I read a chart recently titled “Lifetime Odds of Death from Different Causes” with ratios displayed near bars representing heart disease (1:5), cancer (1:7), car accidents (1:100), drowning (1:8,942), air travel (1:20,000), fire or smoke (1:1,116), tornado (1:60,000), lightning (1:83,930), and venomous bites and stings (1:100,000). Leading the pack was a category called “Any Cause.” It held the worst odds at 1:1.
At first I laughed out loud at the absurdity of including an obvious fact in a chart that emphasized such exceptional events. I read the chart several times. Each reading produced the strongest reaction to “Any Cause, 1:1,” first with a giggle, then a smirk, followed by a smile, a lingering gaze, and finally, I fixated on “Any Cause, 1:1” and forgot to read the rest.
It is easy to blow off natural catastrophes, manmade mishaps and disease; I am able to imagine most of these as experiences I can survive. The possibility of survival categorizes them as life experiences. Life experiences become great stories.

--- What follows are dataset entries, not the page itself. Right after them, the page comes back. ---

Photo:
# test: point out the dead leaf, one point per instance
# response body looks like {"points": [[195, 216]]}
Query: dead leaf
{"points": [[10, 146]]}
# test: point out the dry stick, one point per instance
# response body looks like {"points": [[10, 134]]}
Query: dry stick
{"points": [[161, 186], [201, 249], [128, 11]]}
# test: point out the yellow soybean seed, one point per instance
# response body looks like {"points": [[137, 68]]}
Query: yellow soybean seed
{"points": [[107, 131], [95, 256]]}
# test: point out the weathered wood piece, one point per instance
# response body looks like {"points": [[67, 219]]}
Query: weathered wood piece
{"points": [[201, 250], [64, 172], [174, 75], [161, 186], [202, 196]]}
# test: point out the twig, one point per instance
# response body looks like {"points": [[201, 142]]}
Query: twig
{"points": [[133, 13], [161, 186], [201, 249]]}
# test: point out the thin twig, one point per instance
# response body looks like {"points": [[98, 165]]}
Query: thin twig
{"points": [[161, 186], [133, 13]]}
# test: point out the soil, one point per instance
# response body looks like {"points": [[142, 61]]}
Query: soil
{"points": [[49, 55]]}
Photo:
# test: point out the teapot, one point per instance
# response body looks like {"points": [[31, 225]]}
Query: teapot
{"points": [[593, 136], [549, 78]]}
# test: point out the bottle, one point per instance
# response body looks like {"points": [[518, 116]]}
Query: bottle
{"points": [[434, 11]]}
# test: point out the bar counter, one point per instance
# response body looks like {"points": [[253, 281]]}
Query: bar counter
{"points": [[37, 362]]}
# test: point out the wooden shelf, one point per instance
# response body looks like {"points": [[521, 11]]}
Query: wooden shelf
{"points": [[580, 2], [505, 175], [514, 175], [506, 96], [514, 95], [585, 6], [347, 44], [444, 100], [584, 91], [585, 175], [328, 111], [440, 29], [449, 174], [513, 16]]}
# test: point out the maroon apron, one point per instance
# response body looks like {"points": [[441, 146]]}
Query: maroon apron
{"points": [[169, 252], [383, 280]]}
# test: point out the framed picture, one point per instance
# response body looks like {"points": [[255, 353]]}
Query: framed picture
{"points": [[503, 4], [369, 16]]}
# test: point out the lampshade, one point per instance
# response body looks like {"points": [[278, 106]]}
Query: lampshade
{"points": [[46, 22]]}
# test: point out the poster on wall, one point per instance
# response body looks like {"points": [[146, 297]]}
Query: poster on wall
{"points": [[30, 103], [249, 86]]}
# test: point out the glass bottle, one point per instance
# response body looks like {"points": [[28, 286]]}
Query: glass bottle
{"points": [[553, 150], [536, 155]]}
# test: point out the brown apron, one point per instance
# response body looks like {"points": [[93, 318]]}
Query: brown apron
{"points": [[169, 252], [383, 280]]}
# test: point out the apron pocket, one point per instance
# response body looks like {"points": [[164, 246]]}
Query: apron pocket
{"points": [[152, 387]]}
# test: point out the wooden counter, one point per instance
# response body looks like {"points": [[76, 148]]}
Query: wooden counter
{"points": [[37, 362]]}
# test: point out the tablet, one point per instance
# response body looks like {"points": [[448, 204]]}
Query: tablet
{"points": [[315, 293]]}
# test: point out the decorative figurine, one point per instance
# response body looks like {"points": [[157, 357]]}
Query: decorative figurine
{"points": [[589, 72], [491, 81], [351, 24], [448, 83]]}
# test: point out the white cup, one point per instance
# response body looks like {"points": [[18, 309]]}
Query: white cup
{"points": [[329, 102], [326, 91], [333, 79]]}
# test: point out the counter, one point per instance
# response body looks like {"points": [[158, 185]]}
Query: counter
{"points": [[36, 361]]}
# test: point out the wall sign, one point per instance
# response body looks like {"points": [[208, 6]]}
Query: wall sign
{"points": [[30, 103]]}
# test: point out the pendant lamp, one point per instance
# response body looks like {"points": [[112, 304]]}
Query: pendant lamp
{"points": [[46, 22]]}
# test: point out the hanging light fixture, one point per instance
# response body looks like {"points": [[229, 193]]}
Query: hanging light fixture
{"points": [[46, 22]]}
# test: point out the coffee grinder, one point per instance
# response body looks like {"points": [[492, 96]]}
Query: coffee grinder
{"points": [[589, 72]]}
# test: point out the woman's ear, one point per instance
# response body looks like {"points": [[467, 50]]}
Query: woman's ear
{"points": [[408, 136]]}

Not so “Any Cause.” I was entrapped by it as though in a maze with no way out. My rational mind knows it is imminent but my imagination cannot process it. That is because death is not a life experience. The many narratives I grew up hearing and repeating confounded this idea. I want a good death, an easy death, in my home and surrounded by loved ones. If I get diagnosed with Alzheimer’s I’m going to take my own life before I lose my mind completely. These narratives address the dying, not the death.
The impasse, the brick wall against which my imagination shatters is in no little way a construct of my belief that there is no afterlife, no loving deity to greet me at the end of the tunnel. I decided long ago that the large mammals I saw scattered along the roadside in various states of decomposition were simply evidence of my impending fate. I am comfortable with this notion and have no fear of that kind of finality. But the storyteller in me writhes at the prospect. I want to be able to report back.
My father was a great storyteller. When I was a child, he regaled me with tales of his intrepid youth in New York City during the thirties and forties. He was also a notorious gossip who entertained us with juicy details about his many customers in the beauty business and his gigs as a jazz musician. In March of 2008, he spent five days in hospice care, enough time for us to bring him a steady stream of visits from friends and family. It was both a party and a death watch. When he lost consciousness fourteen hours before taking his last breath, I already knew that this was a journey he couldn’t tell me about afterwards. But the knowing is not the same as the wishing.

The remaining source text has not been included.